A backlash against the World Cup, which is set to take place in Qatar in 2022, has intensified following the publication by The Guardian of a report revealing that more than 6,500 migrant workers have died in Qatar over the past decade. In March 2021, players from the Norwegian team wore T-shirts bearing the message “Human rights on and off the pitch.”
Portable social protection instruments
Though off the radar for most migrant workers in the face of more immediate concerns caused by the COVID-19 pandemic, the issue of retirement programs, including pensions, is also part of the tradeoff for a better payday in the Gulf.
In the UAE, nearly half of migrant workers either have “no plans to ensure an adequate standard of living after retirement or plan to work beyond the retirement age,” a survey conducted by global consultancy Mercer found.
Of course, the vast majority of migrant workers receive little to no access to public pension schemes in their countries of origin either, so the lack of pensions is more the rule than the exception for many workers around the world, including in the United States.
Ginu Zacharia Oommen is an Indian researcher who focuses on the South Asia-Gulf migration corridor. He told Al-Monitor, “The faith of our construction workers in the Gulf is not part of the public discourse here in India. It is a neglected community."
Private initiatives exist, however, which could set a new benchmark for some companies. The international airline Emirates has operated its Provident Fund since 1991 and tops up employees’ monthly deposits to the fund with a contribution of 12% of an employee's basic salary.
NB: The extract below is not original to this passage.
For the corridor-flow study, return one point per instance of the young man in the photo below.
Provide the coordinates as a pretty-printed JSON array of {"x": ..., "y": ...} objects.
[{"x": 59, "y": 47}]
Currently, only 15% of employees surveyed by Mercer in the UAE have access to a corporate pension plan, but it could become more widespread.
Dunais said that Gulf policymakers are currently considering portable social protection instruments for migrant workers in the form of mobility savings accounts, which would be linked to retirement savings schemes and financed by both employees and employers. Such instruments could well become mandatory.